4. They push their own agenda.

Suppose you tell your therapist that you’ve decided to cut ties with your toxic family, and he or she immediately crushes the idea and says it’s the wrong decision. Take it as a sign that it may be time to seek care elsewhere. As Rollins points out, a therapist’s job is not to give advice, it’s one of the things that sets them apart from life coaches. “A therapist is supposed to help you figure out what’s best for you,” she says. “You bring everything to the table, and they don’t say, ‘Well, from what you said, I think it’s best for you to break up with your partner.'” Keep this principle in mind. : A good therapist will provide you with the tools to find a way forward, rather than unilaterally telling you what to do.

5. You don’t feel like you’re progressing.

Instant results are not realistic – therapy does not work overnight. As Rollins says, you wouldn’t expect six-pack abs after a stop or two at the gym.

That said, if you don’t feel like you’re progressing after a few months, talk to your therapist about what might be bothering you. Ask them what their expectations and goals are, and make sure you’re on board. Stalled progress “could mean the therapist isn’t right for you or other stressors are getting in your way,” says Rollins, which is why it’s important to discuss it.

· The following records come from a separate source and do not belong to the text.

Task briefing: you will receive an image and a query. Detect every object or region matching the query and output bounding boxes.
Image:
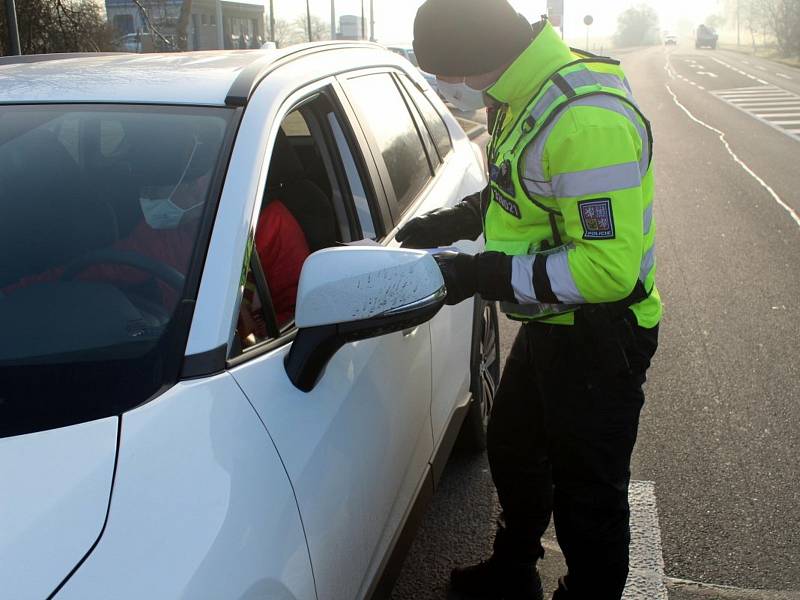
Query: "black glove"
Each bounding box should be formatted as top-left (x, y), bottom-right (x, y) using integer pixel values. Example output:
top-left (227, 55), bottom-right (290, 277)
top-left (395, 193), bottom-right (483, 248)
top-left (434, 252), bottom-right (516, 306)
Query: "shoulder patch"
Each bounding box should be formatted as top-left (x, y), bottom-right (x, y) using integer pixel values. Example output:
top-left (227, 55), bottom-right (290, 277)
top-left (578, 198), bottom-right (616, 240)
top-left (492, 190), bottom-right (522, 219)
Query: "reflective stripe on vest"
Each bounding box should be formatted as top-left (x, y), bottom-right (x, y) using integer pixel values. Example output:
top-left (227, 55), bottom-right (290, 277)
top-left (487, 59), bottom-right (655, 320)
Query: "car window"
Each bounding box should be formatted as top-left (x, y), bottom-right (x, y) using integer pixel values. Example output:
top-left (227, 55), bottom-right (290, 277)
top-left (231, 94), bottom-right (379, 357)
top-left (347, 73), bottom-right (431, 211)
top-left (0, 105), bottom-right (234, 436)
top-left (401, 75), bottom-right (453, 160)
top-left (327, 112), bottom-right (378, 240)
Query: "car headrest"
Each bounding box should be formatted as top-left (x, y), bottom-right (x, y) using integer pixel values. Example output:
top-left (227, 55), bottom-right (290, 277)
top-left (267, 130), bottom-right (304, 189)
top-left (131, 121), bottom-right (224, 186)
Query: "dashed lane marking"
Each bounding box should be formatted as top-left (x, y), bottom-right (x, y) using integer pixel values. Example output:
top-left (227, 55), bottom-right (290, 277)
top-left (712, 85), bottom-right (800, 139)
top-left (543, 481), bottom-right (800, 600)
top-left (665, 83), bottom-right (800, 227)
top-left (622, 481), bottom-right (668, 600)
top-left (712, 58), bottom-right (791, 85)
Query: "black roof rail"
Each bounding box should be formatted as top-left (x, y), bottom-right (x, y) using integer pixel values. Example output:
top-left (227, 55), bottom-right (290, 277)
top-left (225, 41), bottom-right (383, 106)
top-left (0, 52), bottom-right (130, 67)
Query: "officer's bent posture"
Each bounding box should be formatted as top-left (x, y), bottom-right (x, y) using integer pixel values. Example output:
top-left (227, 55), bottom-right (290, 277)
top-left (397, 0), bottom-right (661, 600)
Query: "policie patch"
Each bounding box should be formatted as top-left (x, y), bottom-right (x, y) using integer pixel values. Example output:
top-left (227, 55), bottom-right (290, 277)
top-left (492, 190), bottom-right (522, 219)
top-left (578, 198), bottom-right (616, 240)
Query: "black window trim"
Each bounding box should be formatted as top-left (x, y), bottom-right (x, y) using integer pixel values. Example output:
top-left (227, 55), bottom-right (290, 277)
top-left (225, 83), bottom-right (392, 369)
top-left (392, 73), bottom-right (442, 175)
top-left (398, 73), bottom-right (454, 164)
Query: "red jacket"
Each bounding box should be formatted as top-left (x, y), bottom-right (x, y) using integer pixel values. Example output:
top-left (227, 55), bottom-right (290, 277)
top-left (256, 200), bottom-right (311, 325)
top-left (2, 201), bottom-right (310, 325)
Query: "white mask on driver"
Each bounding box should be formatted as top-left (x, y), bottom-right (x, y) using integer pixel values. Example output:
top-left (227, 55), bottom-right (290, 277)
top-left (139, 141), bottom-right (205, 229)
top-left (436, 79), bottom-right (492, 112)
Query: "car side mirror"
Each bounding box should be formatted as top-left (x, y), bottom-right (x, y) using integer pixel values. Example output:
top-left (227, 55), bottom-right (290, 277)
top-left (285, 246), bottom-right (447, 392)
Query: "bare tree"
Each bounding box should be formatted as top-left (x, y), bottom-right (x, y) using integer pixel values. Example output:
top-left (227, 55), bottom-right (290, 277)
top-left (273, 19), bottom-right (306, 48)
top-left (298, 15), bottom-right (331, 42)
top-left (0, 0), bottom-right (114, 54)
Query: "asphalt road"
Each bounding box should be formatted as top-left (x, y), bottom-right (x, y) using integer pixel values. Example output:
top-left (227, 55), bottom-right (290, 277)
top-left (393, 48), bottom-right (800, 600)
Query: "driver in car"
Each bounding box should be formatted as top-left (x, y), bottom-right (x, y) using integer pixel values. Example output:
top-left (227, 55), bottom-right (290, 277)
top-left (0, 126), bottom-right (308, 326)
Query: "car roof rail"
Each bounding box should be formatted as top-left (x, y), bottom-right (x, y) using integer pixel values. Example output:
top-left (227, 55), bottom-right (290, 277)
top-left (225, 41), bottom-right (384, 106)
top-left (0, 52), bottom-right (130, 67)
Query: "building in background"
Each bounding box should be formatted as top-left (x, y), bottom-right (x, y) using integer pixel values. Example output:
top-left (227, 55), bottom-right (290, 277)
top-left (105, 0), bottom-right (266, 52)
top-left (337, 15), bottom-right (363, 40)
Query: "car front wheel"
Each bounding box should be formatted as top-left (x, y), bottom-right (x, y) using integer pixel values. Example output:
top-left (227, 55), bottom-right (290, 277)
top-left (460, 299), bottom-right (500, 452)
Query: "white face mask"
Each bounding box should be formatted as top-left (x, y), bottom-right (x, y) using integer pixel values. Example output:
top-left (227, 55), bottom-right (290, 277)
top-left (436, 79), bottom-right (491, 112)
top-left (139, 142), bottom-right (205, 229)
top-left (139, 197), bottom-right (203, 229)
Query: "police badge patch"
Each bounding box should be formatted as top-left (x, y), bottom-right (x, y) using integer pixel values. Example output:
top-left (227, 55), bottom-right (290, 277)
top-left (492, 190), bottom-right (522, 219)
top-left (578, 198), bottom-right (616, 240)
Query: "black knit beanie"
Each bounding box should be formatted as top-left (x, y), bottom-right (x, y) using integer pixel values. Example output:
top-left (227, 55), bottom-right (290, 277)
top-left (414, 0), bottom-right (533, 77)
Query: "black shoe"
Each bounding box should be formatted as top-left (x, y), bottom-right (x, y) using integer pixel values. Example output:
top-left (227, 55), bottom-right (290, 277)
top-left (553, 577), bottom-right (569, 600)
top-left (450, 555), bottom-right (544, 600)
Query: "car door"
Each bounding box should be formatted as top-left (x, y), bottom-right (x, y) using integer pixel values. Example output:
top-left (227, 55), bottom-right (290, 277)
top-left (231, 82), bottom-right (433, 600)
top-left (344, 69), bottom-right (484, 456)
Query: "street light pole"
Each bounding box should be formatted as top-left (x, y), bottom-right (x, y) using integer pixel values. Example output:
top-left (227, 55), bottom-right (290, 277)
top-left (269, 0), bottom-right (275, 42)
top-left (369, 0), bottom-right (375, 42)
top-left (331, 0), bottom-right (336, 40)
top-left (6, 0), bottom-right (22, 56)
top-left (736, 0), bottom-right (742, 48)
top-left (306, 0), bottom-right (313, 42)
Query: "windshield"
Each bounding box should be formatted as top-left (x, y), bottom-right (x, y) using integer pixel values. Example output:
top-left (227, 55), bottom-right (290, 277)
top-left (0, 106), bottom-right (234, 436)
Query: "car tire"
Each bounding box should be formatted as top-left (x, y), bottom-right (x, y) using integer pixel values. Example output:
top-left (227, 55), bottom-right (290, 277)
top-left (458, 298), bottom-right (500, 452)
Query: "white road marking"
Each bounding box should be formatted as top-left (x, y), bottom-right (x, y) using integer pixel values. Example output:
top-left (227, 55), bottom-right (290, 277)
top-left (712, 58), bottom-right (776, 85)
top-left (667, 577), bottom-right (800, 600)
top-left (753, 112), bottom-right (800, 119)
top-left (712, 85), bottom-right (800, 139)
top-left (666, 84), bottom-right (800, 227)
top-left (622, 481), bottom-right (668, 600)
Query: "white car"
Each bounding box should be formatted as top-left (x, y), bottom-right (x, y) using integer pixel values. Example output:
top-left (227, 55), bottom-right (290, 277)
top-left (386, 45), bottom-right (439, 94)
top-left (0, 43), bottom-right (499, 600)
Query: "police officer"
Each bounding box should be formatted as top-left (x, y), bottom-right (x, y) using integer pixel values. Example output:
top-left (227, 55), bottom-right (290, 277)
top-left (397, 0), bottom-right (662, 600)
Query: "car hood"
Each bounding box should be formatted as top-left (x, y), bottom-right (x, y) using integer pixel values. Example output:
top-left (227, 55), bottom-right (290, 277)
top-left (0, 417), bottom-right (118, 600)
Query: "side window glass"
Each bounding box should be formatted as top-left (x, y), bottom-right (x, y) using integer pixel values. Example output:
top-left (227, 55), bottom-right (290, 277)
top-left (403, 76), bottom-right (453, 160)
top-left (347, 73), bottom-right (431, 211)
top-left (232, 93), bottom-right (376, 356)
top-left (328, 113), bottom-right (378, 240)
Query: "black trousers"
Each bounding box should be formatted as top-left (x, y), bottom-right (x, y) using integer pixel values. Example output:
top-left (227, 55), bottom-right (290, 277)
top-left (488, 311), bottom-right (658, 600)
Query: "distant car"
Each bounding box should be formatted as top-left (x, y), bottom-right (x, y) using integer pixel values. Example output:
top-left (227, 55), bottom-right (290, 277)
top-left (115, 33), bottom-right (176, 53)
top-left (694, 25), bottom-right (719, 50)
top-left (386, 46), bottom-right (441, 97)
top-left (0, 43), bottom-right (500, 600)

6. Your therapist always cancels or is chronically late.

Sessions will inevitably have to be canceled or rescheduled at some point along the way. But if your therapist is constantly absent, it could interfere with your treatment, Rollins says.

Approach the situation by letting your therapist know that you were hoping to meet weekly or at some other agreed upon frequency. Then say, “I notice that this is not happening. Is there a way to get more consistent appointments? suggests Rollins. This will likely be more productive than explicitly calling them to cancel, which could put them on the defensive.

Likewise, if your therapist is always late, talk it over and see if the situation improves. Mention that for the last three sessions, you arrived 15 minutes before them, and since you value your time, you hope they do the same.

7. He or she crosses a line.

Ethical violations are unacceptable. This includes a therapist asking to see you outside of a session, frequently and casually texting you from their home phone number, touching you and making comments about your body or appearance, Williams says.

“If your therapist is starting to seem more familiar to you than a professional relationship, something is probably going on,” she adds. “These things happen more frequently than people realize” and may require a formal complaint to be filed.

Breaching confidentiality is also unethical. As O’Brien points out, therapists working with adults are required to keep sessions confidential unless the client poses an immediate danger to themselves or others. “You should feel comfortable that your therapist isn’t sharing with other people,” she says. “And if they are, that’s a huge red flag.”